Brand in Crans-Montana: Bundesrat und Kantone ziehen für die Opfer an einem Strang
Bilder, die man so schnell nicht vergisst: Die Flammen, die Ende letzter Woche durch ein Wohngebäude in Crans-Montana fraßen, haben nicht nur eine Spur der Verwüstung hinterlassen, sondern auch eine Welle der Solidarität ausgelöst. Während die Betroffenen noch immer um ihre Habseligkeiten trauern, zeichnet sich auf politischer Ebene ab, dass sie nicht allein gelassen werden. Die Kantone und der Bund haben über die Parteigrenzen hinweg erstaunlich schnell reagiert.
Grünes Licht aus Bern – mit Bedacht
Gestern Nachmittag gab der Ständerat in einer emotionalen Debatte grünes Licht für die bundesstaatliche Soforthilfe. Die kleine Kammer folgte damit dem Entscheid der vorberatenden Kommission und bewilligte die Unterstützung für die Opfer des verheerenden Brandes von Crans-Montana. Allerdings – und das ist wichtig – nicht ohne ein paar Kautelen. Einige Ratsmitglieder mahnten zur Besonnenheit und betonten, dass die Hilfe zwar schnell, aber nicht ungeprüft fließen dürfe. Es gehe schließlich um Steuergelder, und man müsse sicherstellen, dass sie genau dort ankommen, wo die Not am größten ist. Diese 'Kautelen', wie es im Juristendeutsch so schön heißt, sind im Prinzip nichts anderes als ein Netz, das Missbrauch verhindern soll. Die Kernaussage aus Bern ist aber klar: Die Solidarität der Eidgenossenschaft steht über allem.
Waadt macht den Anfang: 7 Millionen Franken
Noch bevor die Bundesgelder überhaupt diskutiert wurden, hat der Kanton Waadt bereits Nägel mit Köpfen gemacht. Wie wir aus zuverlässiger Quelle erfahren haben, hat die Waadtländer Regierung beschlossen, satte 7 Millionen Franken für die Geschädigten bereitzustellen. Das Geld ist nicht als warmer Regen gedacht, sondern soll ganz konkret den Menschen helfen, die durch den Brand alles verloren haben. Es ist ein starkes Zeichen der Nachbarschaftshilfe, denn Crans-Montana liegt zwar im Wallis, aber die Emotionen kennen keine Kantonsgrenzen. Dieser Schritt dürfte auch den Druck auf andere Kantone erhöhen, ähnliche Pakete zu schnüren.

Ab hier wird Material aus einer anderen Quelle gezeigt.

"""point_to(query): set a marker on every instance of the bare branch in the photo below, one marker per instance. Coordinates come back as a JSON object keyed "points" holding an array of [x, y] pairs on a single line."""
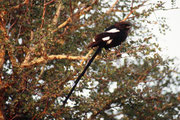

Das Fire Relief Center: Eine Anlaufstelle in der Not
Für die unmittelbare Hilfe vor Ort wurde rasch das Fire Relief Center Crans-Montana aus dem Boden gestampft. Es dient als zentrale Koordinationsstelle, wo Betroffene nicht nur mit einem warmen Getränk empfangen werden, sondern vor allem auch konkrete Unterstützung erhalten. Die Liste der Angebote ist lang und wird ständig erweitert:
- Psychologische Erste Hilfe: Seelsorger und Fachleute stehen rund um die Uhr für Gespräche bereit.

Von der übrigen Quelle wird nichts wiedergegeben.